A 32-year veteran and third-generation firefighter, he said the “boots” should “leave the job at the station” and should share their feelings with their loved ones before and after every shift. He spoke of their new “second family,” the brotherhood of firefighters, a group they will be a part of for the rest of their lives.

In closing he said, “stay safe, take care of each other and enjoy the ride. It’s the best.”

Worcester firefighter Steven Joseph Favulli, Sr. gives a heartfelt speech during the commencement.

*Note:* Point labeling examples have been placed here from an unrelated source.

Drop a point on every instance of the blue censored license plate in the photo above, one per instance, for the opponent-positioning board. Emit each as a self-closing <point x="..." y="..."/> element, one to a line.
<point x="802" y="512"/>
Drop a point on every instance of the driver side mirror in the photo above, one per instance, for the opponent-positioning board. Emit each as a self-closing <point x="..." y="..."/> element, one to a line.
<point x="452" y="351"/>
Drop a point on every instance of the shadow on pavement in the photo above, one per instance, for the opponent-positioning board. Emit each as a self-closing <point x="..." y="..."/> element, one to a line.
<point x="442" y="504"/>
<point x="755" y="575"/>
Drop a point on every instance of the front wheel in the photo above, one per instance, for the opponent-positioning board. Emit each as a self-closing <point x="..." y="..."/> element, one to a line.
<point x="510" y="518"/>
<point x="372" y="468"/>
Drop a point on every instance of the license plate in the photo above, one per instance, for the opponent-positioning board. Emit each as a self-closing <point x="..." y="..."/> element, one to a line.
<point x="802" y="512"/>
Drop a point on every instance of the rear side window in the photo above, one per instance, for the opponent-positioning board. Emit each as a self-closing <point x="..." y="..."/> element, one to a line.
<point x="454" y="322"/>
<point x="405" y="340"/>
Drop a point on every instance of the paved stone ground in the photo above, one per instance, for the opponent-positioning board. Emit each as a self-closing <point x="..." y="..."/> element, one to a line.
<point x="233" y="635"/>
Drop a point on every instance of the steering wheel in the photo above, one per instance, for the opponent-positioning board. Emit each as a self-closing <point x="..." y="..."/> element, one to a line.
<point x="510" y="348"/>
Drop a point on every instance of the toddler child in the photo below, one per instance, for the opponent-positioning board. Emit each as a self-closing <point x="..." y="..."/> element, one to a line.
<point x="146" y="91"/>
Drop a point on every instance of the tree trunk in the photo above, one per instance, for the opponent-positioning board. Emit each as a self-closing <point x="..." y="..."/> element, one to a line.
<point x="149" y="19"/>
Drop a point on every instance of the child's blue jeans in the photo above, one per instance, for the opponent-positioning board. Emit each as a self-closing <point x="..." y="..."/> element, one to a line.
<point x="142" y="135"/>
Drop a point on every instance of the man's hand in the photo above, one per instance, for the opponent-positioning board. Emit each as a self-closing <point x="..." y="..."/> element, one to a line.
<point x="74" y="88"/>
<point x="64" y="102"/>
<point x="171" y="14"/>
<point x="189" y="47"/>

Worcester firefighter Steven Joseph Favulli, Sr. gives a heartfelt speech during the commencement.

EPFD Chief Oscar Elmasian and Mayor James Briden administered the probationary firefighters the Oath of Office. Chief Elmasian then welcomed the graduates to the department.

Chief Elmasian told the recruits they had just completed “one of the most thorough and stringent academies not just in the state, but in the country.”

Besides announcing the new Leadership Award for the academy, Chief Elmasian also introduced a mentoring program, which pairs veterans of the department with each new member throughout the probationary period of at least one year.

Of the evening and the beginning of their career journey, Chief Elmasian said all of the elder firefighters in the audience “wish we could be sitting in those seats and starting all over again.”

Noting the importance of comportment, the chief implored the new firefighters to know their “conduct, on and off the job, is a reflection of this department and this city.”

Probationary firefighters march onto the stage.

Probationary firefighters march onto the stage.

The lone city resident to complete the academy was Probationary Firefighter Handfield. A Barrington native and Barrington High School graduate, he has long-standing ties to East Providence. His family was once the proprietor of Airwick Janitorial Supply Co. here.

“My family owned a business in East Providence for 32 years. I pretty much grew up working in the city. I used to see the (fire) trucks go by,” said PF Handfield, 36 and a city resident since 2005. “About six years ago I got involved with the harbor patrol. I saw both sides of public service, police and fire.

“When my parents retired and sold the business, I was looking at what I was going to do next. I took my EMT and cardiac courses. I started taking the written tests. When this opportunity came along, I jumped at it. There was no option for me. The choice was easy. I wanted to work in East Providence. It’s just a great city.”